Diapositiva 12 — Disegno e scultura come strumenti di conoscenza
“Ogni opera nasce due volte: prima nella mente e poi nella materia.”
Il bozzetto grafico non è una semplice rappresentazione dell’idea, ma il momento in cui l’occhio analizza, seleziona e comprende forme, volumi, proporzioni e rapporti spaziali. La scultura in argilla rappresenta la traduzione tridimensionale di questo processo.
Disegnare significa imparare a vedere. Modellare significa verificare ciò che si è compreso. Tra il foglio e l’argilla si sviluppa quel percorso cognitivo che trasforma l’osservazione in conoscenza e la conoscenza in progetto.
Anche in odontotecnica i restauri più credibili non nascono dall’improvvisazione, ma dalla capacità di osservare, analizzare e progettare. Il disegno rimane uno degli strumenti più efficaci per educare la percezione visiva e sviluppare una reale comprensione della forma.
Diapositiva 13 — Poliarkos
Questa forma non nasce per raccontare ciò che è concluso, ma ciò che continua a nascere.
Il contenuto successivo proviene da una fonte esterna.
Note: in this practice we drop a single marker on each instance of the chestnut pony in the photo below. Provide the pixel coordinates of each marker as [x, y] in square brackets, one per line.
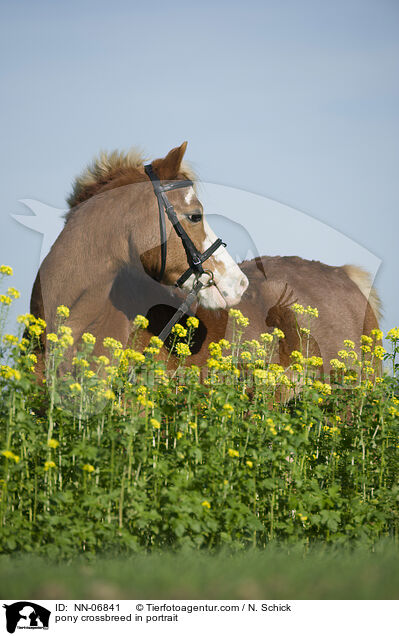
[109, 252]
[347, 303]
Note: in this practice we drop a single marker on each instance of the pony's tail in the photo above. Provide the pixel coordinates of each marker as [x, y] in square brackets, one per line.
[362, 279]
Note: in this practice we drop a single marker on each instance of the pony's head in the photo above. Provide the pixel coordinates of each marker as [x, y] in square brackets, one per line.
[228, 282]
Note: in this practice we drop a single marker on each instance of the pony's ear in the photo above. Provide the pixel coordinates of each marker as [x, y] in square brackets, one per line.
[169, 167]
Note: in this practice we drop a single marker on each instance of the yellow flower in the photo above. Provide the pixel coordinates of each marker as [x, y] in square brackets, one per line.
[10, 455]
[379, 352]
[297, 308]
[66, 341]
[111, 343]
[75, 387]
[14, 293]
[366, 340]
[156, 342]
[88, 338]
[8, 338]
[365, 348]
[192, 322]
[141, 322]
[183, 350]
[215, 349]
[6, 270]
[238, 317]
[9, 374]
[337, 365]
[179, 330]
[63, 311]
[26, 319]
[266, 338]
[233, 453]
[321, 387]
[151, 350]
[393, 334]
[312, 311]
[315, 361]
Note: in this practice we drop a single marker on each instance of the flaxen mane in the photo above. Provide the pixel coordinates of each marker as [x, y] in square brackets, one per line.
[363, 280]
[111, 170]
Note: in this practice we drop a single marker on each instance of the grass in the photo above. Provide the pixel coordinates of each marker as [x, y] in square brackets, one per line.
[115, 455]
[273, 573]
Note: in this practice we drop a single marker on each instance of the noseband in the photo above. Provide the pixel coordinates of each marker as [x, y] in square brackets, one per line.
[194, 257]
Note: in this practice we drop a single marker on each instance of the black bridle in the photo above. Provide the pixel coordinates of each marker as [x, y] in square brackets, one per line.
[194, 257]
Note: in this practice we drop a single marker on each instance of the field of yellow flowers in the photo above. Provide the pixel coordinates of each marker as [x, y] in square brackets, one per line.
[121, 455]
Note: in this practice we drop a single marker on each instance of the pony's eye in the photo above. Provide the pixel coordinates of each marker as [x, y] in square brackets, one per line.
[194, 218]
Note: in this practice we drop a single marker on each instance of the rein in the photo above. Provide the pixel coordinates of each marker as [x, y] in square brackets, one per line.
[194, 257]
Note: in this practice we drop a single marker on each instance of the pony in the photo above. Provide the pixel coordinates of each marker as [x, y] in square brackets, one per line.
[347, 303]
[110, 251]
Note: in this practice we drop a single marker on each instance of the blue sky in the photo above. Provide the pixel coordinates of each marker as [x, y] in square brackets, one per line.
[293, 101]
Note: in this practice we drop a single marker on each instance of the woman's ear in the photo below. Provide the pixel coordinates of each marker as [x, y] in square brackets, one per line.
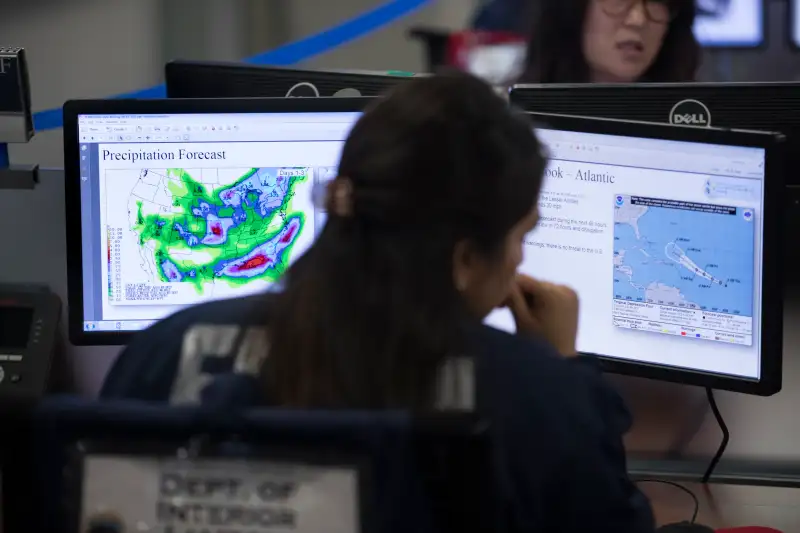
[465, 264]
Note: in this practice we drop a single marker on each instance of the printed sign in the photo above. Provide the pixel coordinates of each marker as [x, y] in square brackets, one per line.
[168, 495]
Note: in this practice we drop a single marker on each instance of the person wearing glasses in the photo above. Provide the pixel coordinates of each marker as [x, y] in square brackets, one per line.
[612, 41]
È dedicata a chi vive nel movimento dell’idea, a chi vede possibilità dove altri vedono confini, a chi apre strade prima ancora di sapere dove portano.
Dentro questa materia convivono più direzioni, come nel tuo pensiero: alcune si incontrano, altre si sfiorano, altre restano in attesa. Non è mancanza di compimento, ma abbondanza di inizi.
La luce che la attraversa non cerca un centro, perché il centro non è mai fermo. Cambia, si sposta, ritorna. Come i progetti che abitano la tua mente.
Questa scultura non chiede di essere finita. Chiede di essere accompagnata.
Ogni volta che la luce muta, la forma ricomincia. Che possa ricordarti che la vera forza non è solo nel portare a termine, ma nel generare, nel tenere aperto, nel non smettere di immaginare.